Era obediente, servicial, cumplidor de la ley y muy trabajador. La gente le
respetaba, le admiraba y le consideraba un hijo modélico. Aparentemente,
no tenía fallos. Pero cuando vio la alegría de su padre por la vuelta de su
hermano menor, un poder oscuro salió a la luz. De repente, aparece la
persona severa y egoísta que estaba escondida y que con los años se había
hecho más envidiosa y arrogante.

-¿Quieres decir con esto que quien se queda más cerca de Dios tiene más
riesgo de caer en esa soberbia?

Quiero decir que todos tenemos que esforzarnos por ser mejores, y que
el riesgo de perderse es un riesgo que nos afecta a todos. Todos estamos
expuestos al peligro de acomodarnos y enfriarnos. Ninguno debemos
considerarnos exentos de la tentación por el hecho de habernos entregado a
Dios.

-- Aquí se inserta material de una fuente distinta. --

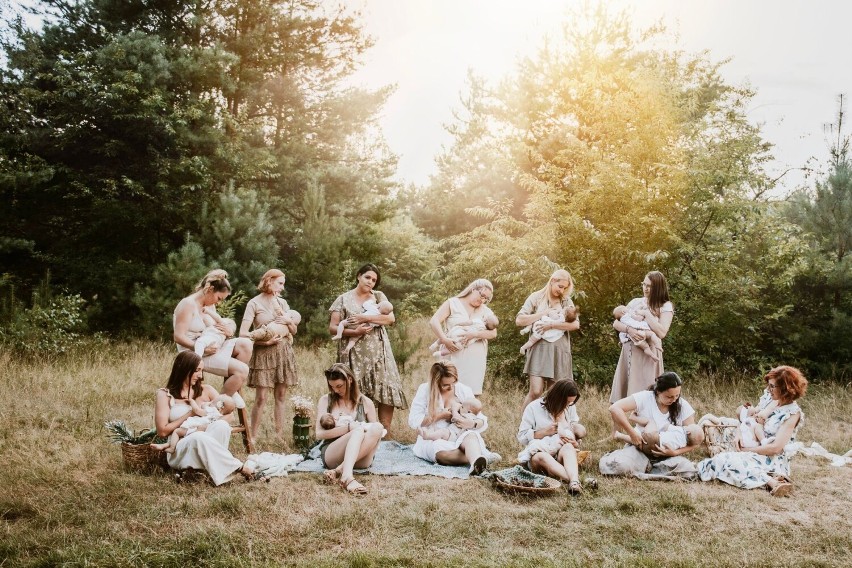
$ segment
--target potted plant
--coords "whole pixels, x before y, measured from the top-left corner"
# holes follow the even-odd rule
[[[291,397],[290,400],[293,401],[293,445],[304,454],[311,447],[313,402],[311,402],[311,399],[300,395]]]
[[[152,443],[164,442],[153,428],[136,432],[127,427],[123,420],[110,420],[104,423],[107,437],[114,444],[121,444],[121,456],[124,467],[131,471],[147,471],[159,465],[168,469],[165,452],[155,450]]]

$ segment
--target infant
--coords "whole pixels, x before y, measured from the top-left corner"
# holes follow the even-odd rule
[[[494,314],[490,314],[482,318],[473,318],[470,321],[464,321],[461,323],[457,323],[453,327],[447,330],[447,339],[452,340],[454,343],[458,343],[461,345],[461,348],[464,349],[468,346],[471,341],[476,341],[476,338],[464,339],[465,334],[474,333],[477,331],[485,331],[486,329],[494,329],[497,327],[497,316]],[[429,346],[429,351],[432,352],[432,355],[437,357],[438,359],[444,359],[447,355],[451,355],[447,346],[441,343],[441,340],[438,339]]]
[[[702,426],[704,424],[738,426],[735,443],[739,441],[739,447],[741,448],[757,448],[770,444],[775,440],[774,436],[766,437],[762,422],[772,414],[777,406],[778,402],[774,400],[764,404],[762,408],[755,408],[749,403],[746,403],[739,408],[739,422],[733,418],[720,418],[712,414],[705,414],[698,423]],[[758,419],[762,420],[758,421]]]
[[[369,299],[364,302],[363,305],[364,312],[361,315],[364,316],[378,316],[378,315],[388,315],[393,312],[393,304],[385,300],[384,302],[376,303],[375,300]],[[371,323],[369,324],[373,327],[377,327],[378,324]],[[343,339],[343,330],[346,328],[346,320],[341,320],[339,324],[337,324],[337,335],[334,336],[334,339]],[[349,351],[355,346],[363,335],[353,335],[349,338],[349,341],[346,343],[346,347],[343,348],[343,355],[349,355]]]
[[[548,329],[547,331],[541,331],[541,327],[546,323],[571,323],[577,319],[577,308],[574,306],[569,306],[564,310],[559,308],[550,308],[547,310],[542,318],[532,325],[528,325],[524,329],[521,330],[521,333],[529,333],[532,330],[532,335],[530,335],[529,341],[521,346],[521,355],[526,354],[526,352],[540,340],[544,339],[549,343],[553,343],[554,341],[559,340],[560,337],[565,335],[565,331],[561,329]],[[555,434],[554,434],[555,435]]]
[[[357,428],[361,428],[364,432],[367,432],[370,429],[370,422],[358,422],[348,414],[341,414],[334,418],[334,416],[330,412],[326,412],[319,419],[320,426],[323,427],[324,430],[331,430],[332,428],[337,428],[338,426],[346,426],[348,424],[352,424],[349,427],[349,431],[355,430]],[[382,438],[387,435],[388,431],[382,428]]]
[[[207,347],[212,345],[213,347],[216,347],[218,349],[222,347],[223,343],[225,343],[225,339],[227,338],[225,337],[225,334],[222,333],[222,331],[218,327],[216,327],[217,324],[228,326],[231,329],[236,329],[236,324],[234,323],[234,320],[223,318],[219,316],[219,314],[217,314],[216,312],[205,311],[202,314],[202,319],[203,316],[208,316],[215,323],[214,325],[208,325],[207,327],[205,327],[204,331],[201,332],[201,335],[198,336],[198,339],[195,340],[195,346],[193,347],[193,351],[195,351],[195,354],[199,357],[204,357],[204,350],[207,349]]]
[[[648,453],[655,446],[679,450],[686,446],[697,446],[704,441],[704,430],[698,424],[690,426],[675,426],[666,422],[662,428],[648,418],[642,418],[635,413],[630,415],[630,421],[636,424],[636,431],[642,436],[642,443],[638,446],[643,453]],[[623,432],[613,434],[616,440],[632,444],[630,436]]]
[[[151,444],[155,450],[164,450],[171,454],[175,451],[178,441],[184,436],[189,436],[199,427],[213,424],[216,420],[232,413],[236,408],[234,399],[226,394],[220,394],[210,402],[198,404],[193,399],[189,399],[189,406],[192,408],[192,416],[184,420],[180,426],[175,428],[172,435],[169,436],[169,441],[163,444]]]
[[[478,398],[471,398],[461,403],[458,400],[454,400],[450,404],[450,412],[453,413],[452,420],[467,418],[482,421],[483,418],[479,414],[482,412],[482,402]],[[479,430],[480,428],[470,428],[470,430]],[[450,442],[455,442],[462,432],[465,432],[465,428],[461,428],[455,422],[446,428],[429,429],[421,427],[417,430],[417,433],[424,440],[447,440]]]
[[[539,452],[553,454],[559,451],[565,444],[572,444],[574,447],[577,447],[578,440],[585,432],[585,428],[579,422],[560,420],[557,424],[556,434],[530,441],[527,447],[518,454],[518,462],[527,463],[532,459],[533,455]]]
[[[663,342],[657,337],[656,333],[651,331],[651,326],[645,321],[645,316],[629,311],[627,306],[616,306],[612,315],[627,327],[642,333],[644,338],[633,341],[633,345],[641,349],[652,361],[660,360],[657,356],[657,350],[662,349]],[[618,340],[621,343],[631,341],[630,336],[623,331],[619,332]]]
[[[302,314],[300,314],[296,310],[284,311],[279,306],[279,309],[275,311],[276,316],[286,316],[290,319],[290,323],[294,325],[299,325],[300,323],[302,323]],[[276,323],[274,321],[271,321],[249,332],[249,339],[251,339],[252,341],[272,341],[276,337],[278,339],[290,338],[291,341],[293,338],[293,336],[290,334],[290,329],[287,327],[287,324]]]

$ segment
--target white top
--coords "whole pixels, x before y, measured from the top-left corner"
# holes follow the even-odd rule
[[[472,398],[476,398],[473,396],[473,391],[467,385],[463,385],[460,382],[456,381],[455,384],[455,395],[456,398],[459,399],[459,402],[467,402]],[[411,408],[408,411],[408,425],[414,428],[420,428],[423,424],[423,419],[426,417],[426,412],[429,408],[429,383],[423,383],[419,387],[417,387],[417,394],[414,395],[414,400],[411,402]],[[483,432],[486,428],[488,428],[488,418],[485,417],[481,412],[476,416],[477,420],[482,420],[483,425],[482,428],[477,429],[477,432]],[[448,426],[449,422],[446,420],[436,422],[435,425],[439,425],[443,423],[444,426]]]
[[[565,409],[565,420],[571,424],[580,421],[575,405]],[[526,446],[535,439],[535,431],[546,428],[555,422],[553,416],[544,408],[542,399],[537,398],[524,409],[521,425],[518,426],[518,441]]]
[[[630,303],[627,304],[625,307],[627,308],[628,312],[637,312],[643,308],[646,310],[650,309],[648,307],[648,300],[646,300],[644,296],[642,298],[633,298],[632,300],[630,300]],[[671,302],[666,302],[665,304],[663,304],[662,307],[660,307],[660,313],[662,314],[664,312],[674,313],[674,304],[672,304]]]
[[[686,447],[686,430],[683,426],[668,424],[665,430],[660,430],[660,445],[670,450]]]
[[[657,400],[654,396],[654,391],[645,390],[637,392],[633,396],[636,402],[636,415],[642,418],[653,420],[657,425],[657,430],[665,430],[669,422],[669,413],[663,414],[657,406]],[[683,421],[695,414],[692,405],[685,398],[680,397],[680,414],[677,417],[677,426],[683,426]]]

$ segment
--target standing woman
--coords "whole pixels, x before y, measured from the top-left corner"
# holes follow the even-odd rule
[[[642,281],[642,297],[630,300],[627,311],[644,316],[651,333],[660,338],[659,345],[662,345],[662,339],[669,332],[674,317],[674,306],[669,301],[669,285],[662,272],[653,270],[645,275]],[[654,361],[634,345],[634,341],[644,338],[640,332],[618,320],[612,323],[612,327],[627,333],[630,340],[621,345],[621,357],[618,359],[612,380],[612,393],[609,396],[611,403],[647,389],[654,384],[656,377],[663,374],[662,348],[656,348],[648,342],[651,349],[657,352],[658,360]]]
[[[216,313],[216,304],[231,293],[228,273],[224,270],[211,270],[195,287],[195,292],[178,302],[173,317],[174,341],[179,352],[195,348],[195,341],[204,332],[204,328],[214,325],[219,331],[230,337],[216,348],[209,345],[204,350],[204,369],[208,373],[225,378],[222,392],[234,397],[238,408],[245,408],[245,402],[237,391],[248,376],[248,362],[251,358],[251,341],[234,338],[234,328],[215,323],[208,312]],[[218,314],[217,314],[218,315]]]
[[[515,325],[527,327],[544,317],[545,313],[551,308],[565,310],[572,307],[574,305],[574,302],[571,301],[573,292],[574,280],[571,278],[571,274],[567,270],[557,270],[544,288],[530,294],[515,318]],[[553,384],[554,380],[574,378],[571,362],[571,338],[568,332],[580,329],[580,318],[569,323],[547,323],[542,326],[541,331],[549,329],[561,329],[565,332],[565,335],[553,343],[539,341],[527,350],[524,373],[530,377],[530,390],[524,399],[523,408],[539,398],[545,387]]]
[[[337,335],[337,326],[340,322],[346,322],[344,340],[360,337],[349,353],[345,352],[346,341],[339,342],[338,361],[352,370],[360,391],[376,403],[379,422],[390,435],[394,408],[404,410],[408,408],[408,402],[402,392],[402,379],[385,329],[396,318],[392,312],[364,315],[364,302],[367,300],[374,300],[377,304],[387,301],[382,292],[374,290],[380,283],[381,275],[375,264],[365,264],[359,268],[355,287],[338,296],[328,310],[331,312],[328,331]]]
[[[274,337],[269,341],[254,342],[251,361],[249,361],[248,385],[255,389],[254,408],[251,412],[251,438],[257,437],[257,430],[263,418],[266,397],[272,390],[275,395],[275,434],[279,437],[284,431],[284,411],[287,404],[287,387],[299,384],[296,373],[296,357],[293,354],[293,335],[296,326],[290,306],[281,298],[284,290],[284,273],[273,268],[267,270],[257,289],[260,294],[249,300],[240,325],[240,337],[249,337],[250,329],[257,329],[268,323],[287,326],[290,335]]]
[[[465,331],[461,334],[461,343],[448,338],[446,332],[454,326],[466,325],[472,320],[488,320],[496,327],[497,316],[486,306],[493,297],[494,286],[485,278],[479,278],[471,282],[461,294],[441,304],[429,320],[438,342],[450,352],[446,359],[458,369],[459,382],[470,387],[474,396],[482,394],[488,340],[497,337],[497,330]]]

Igual que el hijo menor se perdió por no escuchar la voz de su padre y
marcharse, el hijo mayor se perdió igualmente por no escuchar esa misma
voz, aunque estuviera más cerca. Porque, en determinado momento de la
vida, una persona entregada a Dios puede sentirse como el hijo mayor, que
ha trabajado mucho en la granja de su padre, pero en vez de estar
agradecido por todo lo que ha recibido, se siente invadido por los celos de
ese irresponsable hermano menor. Y el único remedio es reconocer que esos
sentimientos proceden de la soberbia y el egoísmo.

-¿Y crees que el hijo menor que vuelve es más querido por Dios que el
hijo mayor?

Pienso que el padre quiere igual a los dos, pero expresa ese amor de
acuerdo con la trayectoria personal de cada uno. Conoce bien a ambos, y
comprende sus cualidades y sus defectos. A los dos les habla con afecto y con
claridad, sin enredarse en compararlos tontamente, y les invita a participar
de la alegría de estar allí.

-Entonces, si ninguno de los dos fue fiel, no queda claro qué opción es la
mejor.
La opción mejor es la de ser fiel a la voz de Dios. Esta escena del
Evangelio narra dos formas de ser infiel, y, sobre todo, la posibilidad de
volver cuando se ha desoído esa voz.

El hijo menor desoyó la llamada de Dios al principio. Si seguimos con


aquella comparación, no atendió esa llamada telefónica que Dios le hacía, a
pesar de resonar muchas veces, o la atendió pero enseguida cortó. El hijo
mayor, en cambio, respondió que sí, pero con el tiempo se fue
acostumbrando a oír esa voz y no actuar en consecuencia, y al final quedó
tan ajeno a esa voz como su hermano pequeño. El efecto es parecido, uno
por cortar y otro por malacostumbrarse o distraerse. Son distintas formas de
no ser fiel, y no se trata de ver cuál es mejor o peor, sino de aprender a
detectar el daño que siempre produce alejarnos de la voz de Dios.